Route withdrawn via pipe to another kernel table causes segfault crash

Joel Mulkey joelm at bigleaf.net
Wed Jun 12 07:21:53 CEST 2013


Hello,

We are running BIRD v1.3.10 and are seeing an issue that is causing BIRD to crash. In this setup we're running one "core" router that's using a single routing table, an OSPF protocol, and 2 BGP protocols. That core router connects to 2 remote routers that are running one OSPF protocol, one BGP protocol, and using 2 routing tables (main and one other). The routing tables are connected via pipe, and they are both connected to Linux tables via the kernel protocols.

The issue we're seeing is that when a route is withdrawn (we're only installing the default route) from the 2nd routing table on the remote routers it crashes BIRD with a segfault. This is typically caused by a loss in connectivity on the network that tears down the OSPF and BGP sessions.

We tried a number of things to prevent the issue from happening. If we prevent either the pipe or kernel protocols from exporting routes then the issue does not occur. We also tried setting the pipe to opaque mode and that immediately causes a segfault on start up. This appears to be a bug with the kernel or pipe protocol, but I'm certainly no expert and would love some guidance if there's a workaround or error in my config.

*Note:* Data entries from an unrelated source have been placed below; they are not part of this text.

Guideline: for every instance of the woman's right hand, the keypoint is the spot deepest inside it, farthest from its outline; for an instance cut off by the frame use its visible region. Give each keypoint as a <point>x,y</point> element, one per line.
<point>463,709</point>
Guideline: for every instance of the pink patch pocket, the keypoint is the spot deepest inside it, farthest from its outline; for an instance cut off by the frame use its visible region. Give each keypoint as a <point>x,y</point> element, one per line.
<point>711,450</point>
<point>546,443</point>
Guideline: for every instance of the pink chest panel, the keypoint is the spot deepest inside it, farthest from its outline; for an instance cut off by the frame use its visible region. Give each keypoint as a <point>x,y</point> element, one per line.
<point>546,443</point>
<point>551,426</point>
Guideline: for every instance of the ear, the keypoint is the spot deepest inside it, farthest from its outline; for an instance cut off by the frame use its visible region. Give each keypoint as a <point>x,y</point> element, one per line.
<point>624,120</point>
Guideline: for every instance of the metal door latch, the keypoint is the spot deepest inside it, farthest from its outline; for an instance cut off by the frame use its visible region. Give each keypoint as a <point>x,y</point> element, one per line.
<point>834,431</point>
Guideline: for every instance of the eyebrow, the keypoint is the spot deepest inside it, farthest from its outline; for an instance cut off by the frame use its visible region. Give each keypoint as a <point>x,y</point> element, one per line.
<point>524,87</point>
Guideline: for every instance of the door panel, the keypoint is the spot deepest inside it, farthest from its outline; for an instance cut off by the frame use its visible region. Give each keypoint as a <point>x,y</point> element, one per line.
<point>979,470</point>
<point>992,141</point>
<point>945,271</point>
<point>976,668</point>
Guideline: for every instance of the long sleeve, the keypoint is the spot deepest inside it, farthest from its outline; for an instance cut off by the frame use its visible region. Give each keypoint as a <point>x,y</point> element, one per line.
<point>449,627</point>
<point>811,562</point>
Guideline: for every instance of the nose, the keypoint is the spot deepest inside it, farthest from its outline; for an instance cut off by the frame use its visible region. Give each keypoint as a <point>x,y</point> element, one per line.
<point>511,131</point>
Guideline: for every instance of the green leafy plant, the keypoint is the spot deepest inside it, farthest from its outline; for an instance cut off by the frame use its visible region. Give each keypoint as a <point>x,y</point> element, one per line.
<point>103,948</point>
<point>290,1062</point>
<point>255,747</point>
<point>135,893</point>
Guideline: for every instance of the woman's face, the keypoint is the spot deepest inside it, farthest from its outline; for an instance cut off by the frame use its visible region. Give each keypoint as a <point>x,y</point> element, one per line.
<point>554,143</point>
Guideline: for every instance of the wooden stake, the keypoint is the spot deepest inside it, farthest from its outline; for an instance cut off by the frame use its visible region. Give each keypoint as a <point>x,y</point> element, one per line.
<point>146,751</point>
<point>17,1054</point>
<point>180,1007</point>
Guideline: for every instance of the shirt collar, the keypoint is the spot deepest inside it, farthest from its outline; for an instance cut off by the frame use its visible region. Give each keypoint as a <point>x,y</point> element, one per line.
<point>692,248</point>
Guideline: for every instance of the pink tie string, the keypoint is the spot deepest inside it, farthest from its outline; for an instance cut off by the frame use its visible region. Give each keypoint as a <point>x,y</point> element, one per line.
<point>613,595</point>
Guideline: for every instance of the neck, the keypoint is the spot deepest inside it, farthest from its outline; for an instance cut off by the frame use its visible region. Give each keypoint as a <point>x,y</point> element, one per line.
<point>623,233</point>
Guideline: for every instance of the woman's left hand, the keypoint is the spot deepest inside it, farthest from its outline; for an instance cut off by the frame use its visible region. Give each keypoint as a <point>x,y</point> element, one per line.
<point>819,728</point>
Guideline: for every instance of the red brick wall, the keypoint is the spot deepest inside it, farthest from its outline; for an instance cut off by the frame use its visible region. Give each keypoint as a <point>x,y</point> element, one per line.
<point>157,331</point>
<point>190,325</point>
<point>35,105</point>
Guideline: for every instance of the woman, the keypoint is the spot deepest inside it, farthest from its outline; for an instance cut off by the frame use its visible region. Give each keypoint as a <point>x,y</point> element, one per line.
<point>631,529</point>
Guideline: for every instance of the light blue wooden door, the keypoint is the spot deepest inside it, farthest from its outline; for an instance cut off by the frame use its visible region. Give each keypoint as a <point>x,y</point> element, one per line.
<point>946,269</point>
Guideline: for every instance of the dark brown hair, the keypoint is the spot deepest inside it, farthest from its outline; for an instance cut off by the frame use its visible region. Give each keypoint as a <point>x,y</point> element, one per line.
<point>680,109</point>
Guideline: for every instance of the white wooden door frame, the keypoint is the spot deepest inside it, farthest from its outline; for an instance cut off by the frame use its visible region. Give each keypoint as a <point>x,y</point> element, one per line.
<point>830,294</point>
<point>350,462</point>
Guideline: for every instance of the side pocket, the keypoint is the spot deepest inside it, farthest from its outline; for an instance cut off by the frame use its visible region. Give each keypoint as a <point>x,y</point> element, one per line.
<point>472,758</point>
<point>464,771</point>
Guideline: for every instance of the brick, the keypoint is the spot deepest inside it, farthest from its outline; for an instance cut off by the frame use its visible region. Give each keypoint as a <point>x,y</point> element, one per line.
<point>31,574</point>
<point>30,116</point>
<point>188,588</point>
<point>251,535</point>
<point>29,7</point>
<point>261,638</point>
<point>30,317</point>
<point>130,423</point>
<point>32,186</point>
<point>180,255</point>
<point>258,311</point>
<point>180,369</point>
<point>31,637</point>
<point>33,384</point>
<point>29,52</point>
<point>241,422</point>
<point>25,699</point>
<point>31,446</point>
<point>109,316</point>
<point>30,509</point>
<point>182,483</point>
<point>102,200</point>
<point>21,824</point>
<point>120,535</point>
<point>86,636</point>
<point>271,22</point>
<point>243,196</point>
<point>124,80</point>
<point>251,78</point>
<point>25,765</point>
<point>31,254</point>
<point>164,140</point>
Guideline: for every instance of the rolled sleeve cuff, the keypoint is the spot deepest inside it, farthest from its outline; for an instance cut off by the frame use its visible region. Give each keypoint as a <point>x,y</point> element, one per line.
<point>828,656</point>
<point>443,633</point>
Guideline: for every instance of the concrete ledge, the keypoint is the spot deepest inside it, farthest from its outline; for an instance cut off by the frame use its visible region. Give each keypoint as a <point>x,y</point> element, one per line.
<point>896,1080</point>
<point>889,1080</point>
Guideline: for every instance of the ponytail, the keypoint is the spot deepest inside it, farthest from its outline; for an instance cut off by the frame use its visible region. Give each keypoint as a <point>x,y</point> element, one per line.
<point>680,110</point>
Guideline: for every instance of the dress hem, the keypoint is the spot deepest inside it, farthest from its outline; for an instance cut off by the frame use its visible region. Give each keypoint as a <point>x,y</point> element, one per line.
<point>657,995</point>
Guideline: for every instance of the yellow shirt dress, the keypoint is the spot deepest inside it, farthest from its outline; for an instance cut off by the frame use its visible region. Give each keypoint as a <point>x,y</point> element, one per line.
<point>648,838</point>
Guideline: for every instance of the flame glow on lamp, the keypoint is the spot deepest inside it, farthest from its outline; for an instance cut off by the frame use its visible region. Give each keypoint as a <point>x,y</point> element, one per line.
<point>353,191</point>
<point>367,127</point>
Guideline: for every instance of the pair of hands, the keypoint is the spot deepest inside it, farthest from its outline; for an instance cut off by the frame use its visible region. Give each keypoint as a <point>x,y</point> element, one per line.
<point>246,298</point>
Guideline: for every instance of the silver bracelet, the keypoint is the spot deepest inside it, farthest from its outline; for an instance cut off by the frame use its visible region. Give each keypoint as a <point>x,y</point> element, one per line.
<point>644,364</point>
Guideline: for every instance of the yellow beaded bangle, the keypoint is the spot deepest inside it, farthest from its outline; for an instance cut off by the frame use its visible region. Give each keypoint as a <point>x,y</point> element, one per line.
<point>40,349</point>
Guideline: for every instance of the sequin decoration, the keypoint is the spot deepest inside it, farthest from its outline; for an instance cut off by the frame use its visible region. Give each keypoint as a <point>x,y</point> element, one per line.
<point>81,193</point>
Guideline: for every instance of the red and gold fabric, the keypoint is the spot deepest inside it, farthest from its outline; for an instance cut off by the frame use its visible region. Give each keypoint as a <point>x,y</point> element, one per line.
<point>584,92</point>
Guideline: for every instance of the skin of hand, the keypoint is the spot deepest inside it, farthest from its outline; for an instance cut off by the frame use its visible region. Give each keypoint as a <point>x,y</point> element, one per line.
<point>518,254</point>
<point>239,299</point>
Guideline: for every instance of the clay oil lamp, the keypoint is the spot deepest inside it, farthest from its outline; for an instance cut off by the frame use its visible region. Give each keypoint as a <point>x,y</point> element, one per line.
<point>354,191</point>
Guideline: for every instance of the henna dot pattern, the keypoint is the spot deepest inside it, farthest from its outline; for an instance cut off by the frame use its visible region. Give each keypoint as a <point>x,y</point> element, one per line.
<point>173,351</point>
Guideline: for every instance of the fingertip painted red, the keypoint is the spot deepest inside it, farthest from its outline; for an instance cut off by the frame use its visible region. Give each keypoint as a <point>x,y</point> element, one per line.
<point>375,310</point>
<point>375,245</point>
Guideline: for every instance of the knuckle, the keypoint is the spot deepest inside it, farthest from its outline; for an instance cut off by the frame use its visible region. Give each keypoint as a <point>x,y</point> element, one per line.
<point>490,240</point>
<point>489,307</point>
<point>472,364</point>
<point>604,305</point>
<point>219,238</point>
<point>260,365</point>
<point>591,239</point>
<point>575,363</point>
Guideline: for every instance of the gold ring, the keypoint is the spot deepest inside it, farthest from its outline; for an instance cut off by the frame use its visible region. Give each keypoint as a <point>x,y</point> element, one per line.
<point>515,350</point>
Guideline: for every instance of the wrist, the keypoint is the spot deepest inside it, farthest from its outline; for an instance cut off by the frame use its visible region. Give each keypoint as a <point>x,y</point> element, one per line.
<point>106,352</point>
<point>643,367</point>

Below is the remote router config, and some snippits of the syslog with the segfaults.

Thanks,

Joel Mulkey


function infrastructure() {
	if net = 10.99.0.4/32 then return true;
	if net ~ [10.2.0.0/30+] then return true;
	if net ~ [172.17.1.0/24+] then return true;
	if net ~ [172.17.2.0/24+] then return true;
	if net ~ [172.17.3.0/24+] then return true;
	if net ~ [172.17.4.0/24+] then return true;
	return false;
}

function default_only() {
	return net = 0.0.0.0/0;
}

filter table2_out_filter {
	if ! defined( krt_metric ) then accept;
	if krt_metric > 1 then reject;
	else accept;
}

filter ospf_out {
	if infrastructure() then accept;
	else reject;
}

filter bgp_out {
	if infrastructure() then reject;
	if ! defined( krt_metric ) then accept;
	if krt_metric > 19 then {
		bgp_local_pref = 90;
		accept;
	}
	else accept;
}

table table2;

router id 10.99.0.4;

log syslog all;
debug protocols { states, routes, filters, interfaces };

protocol kernel kmain {
	learn;			# Learn all alien routes from the kernel
	persist;		# Don't remove routes on bird shutdown
	scan time 2;		# Scan kernel routing table every 10 seconds
	import all;		# Default is import all
	export all;		# Default is export none
	preference 190;
}

protocol kernel ktable2 {
	persist;		# Don't remove routes on bird shutdown
	scan time 2;		# Scan kernel routing table every 2 seconds
	import none;		# Default is import all
	export filter table2_out_filter;		# Default is export none
	kernel table 100;	# Kernel table to synchronize with (default: main)
	table table2;	# connect to alternate BIRD table
}

# This pseudo-protocol watches all interface up/down events.
protocol device {
	scan time 2;		# Scan interfaces every 2 seconds
}

# Pipe protocol connects two routing tables... Beware of loops.
# Connect table2 to main
protocol pipe {
        mode transparent;
        peer table table2;
        export all;
        import none;
}

protocol ospf to_core_ospf {
        debug { events };
        export filter ospf_out;
        import all;
	area 0.0.0.0 {
		stubnet 10.99.0.4/32;
		interface 10.2.0.2 {
			hello 1;
			retransmit 2;
			cost 10;
			dead 5;
			wait 4;
			type broadcast;
		};
	};
}

protocol bgp bgp_peer_1 {
	local as 64600;
        export filter bgp_out;
        import all;
	source address 10.99.0.4;
	next hop self;
	neighbor 10.99.0.1 as 64600;
	multihop 20;
        hold time 12;
        keepalive time 3;
        startup hold time 10;
        connect retry time 5;
        start delay time 5;
        error wait time 30, 120;
}


Jun 11 21:16:44 tunnel2 bird: bgp_peer_1: Error: Hold timer expired
Jun 11 21:16:44 tunnel2 bird: bgp_peer_1: State changed to flush
Jun 11 21:16:44 tunnel2 bird: bgp_peer_1 > removed [sole] 0.0.0.0/0 unreachable
Jun 11 21:16:44 tunnel2 bird: pipe1 < removed 0.0.0.0/0 unreachable
Jun 11 21:16:44 tunnel2 bird: pipe1 > removed [sole] 0.0.0.0/0 unreachable
Jun 11 21:16:44 tunnel2 bird: ktable2 < removed 0.0.0.0/0 unreachable
Jun 11 21:16:44 tunnel2 bird: kmain < removed 0.0.0.0/0 unreachable
Jun 11 21:16:44 tunnel2 kernel: [  769.220353] bird[4516]: segfault at 18 ip 00007ff0e8e44e26 sp 00007fffc45719f0 error 4 in bird[7ff0e8e3a000+5e000]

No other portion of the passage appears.